There’s a certain appeal to talking about having large populations in many locations as being in the interest of a species. After all, these things increase the chance that the species will continue to exist in the future. But does a species really want these things in any meaningful sense? The will of a species to survive is certainly unlike the will of a human to survive (although the will of the individuals of some species to survive may be more comparable to that of a person’s)…

I don’t think there’s anything wrong with talking about species in this way. After all, it’s far more pleasing to read about a “reckless-seeming act of evolutionary faith in us” (27) than “a mutation, which, resulted in our planting corn for food, but which, in the absence of humans, might have been fatal.” We should realize, though, that when we talk about a species having interests, the word “interests” is merely a shorthand way of expressing more complicated ideas. The same, of course, is true of individuals having interests, but the underlying complexities are very different in the two cases, even though we refer to both with the same word.

I think that the last couple of sentences (to which I’ve added emphasis) are particularly relevant here (in fact, I wrote them with this post in mind). If we say that a species has interests, those interests are not comparable to the interests of individuals. Whereas individual animals can experience forms of suffering that we know to be unpleasant, the interest of a species is something entirely different. A species doesn’t want to exist in any meaningful sense (but its members have an interest in a happy existence). As in the case of the nation, the community, and the corporation, any interest of the species should derive its moral standing from the interest of the individuals. Indeed, Pollan hints at this connection when he condemns factory farms even though they ensure the survival of certain species.

Of course, the idea that we shouldn’t care about species is one that would trouble most environmentally-minded people. Most of us believe that extinction is a bad thing. Pollan is ready to capitalize on this point, sharing with us the story of animal protectionists’ opposition to an ecosystem restoration project on Santa Cruz Island. Pollan’s exposition of that story is so slanted that I’ll be dedicating a lengthy post to it in the near future.

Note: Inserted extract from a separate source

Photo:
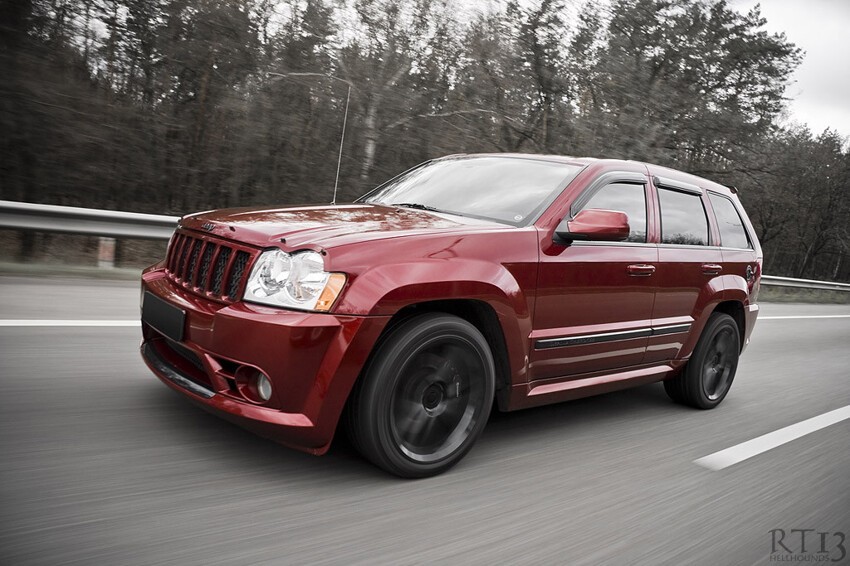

For now, I’ll just argue that the animal rights view doesn’t imply that we shouldn’t worry about extinction. On the most basic level, the interests of the individuals of a species deserve some consideration in the rights view, and a species can’t go extinct without the death of its members. Furthermore, wild animal species tend to occupy complex niches within their habitats. When a species goes extinct, it vacates that niche, which can lead to ecological instability and extensive individual suffering among members of many species. This suggests that supporters of animal rights should oppose human activities that decrease ecological stability, and this will tend to prevent extinction.

This attitude won’t prevent all extinctions, and I’m not sure that’s a bad thing. Over time, ecosystems change even without human intervention, so the loss of some species is inevitable. If the utilitarian view compels us to minimize our ecological impact, that’s not nearly as troubling as the suggestion that extinction doesn’t matter under the rights view.

I should also point out that my comments about wild animals occupying complex niches don’t extend so well to domesticated animals. Even on Polyface Farm, the number of animal species is relatively small. The existing farm animals could be allowed to live out their natural lifespans with minimal suffering, and excess land could be left to wild animals. The rights view, it thus seems to me, should be generally supportive of preserving wild species, but provides no obligation to perpetuate farmed animal species.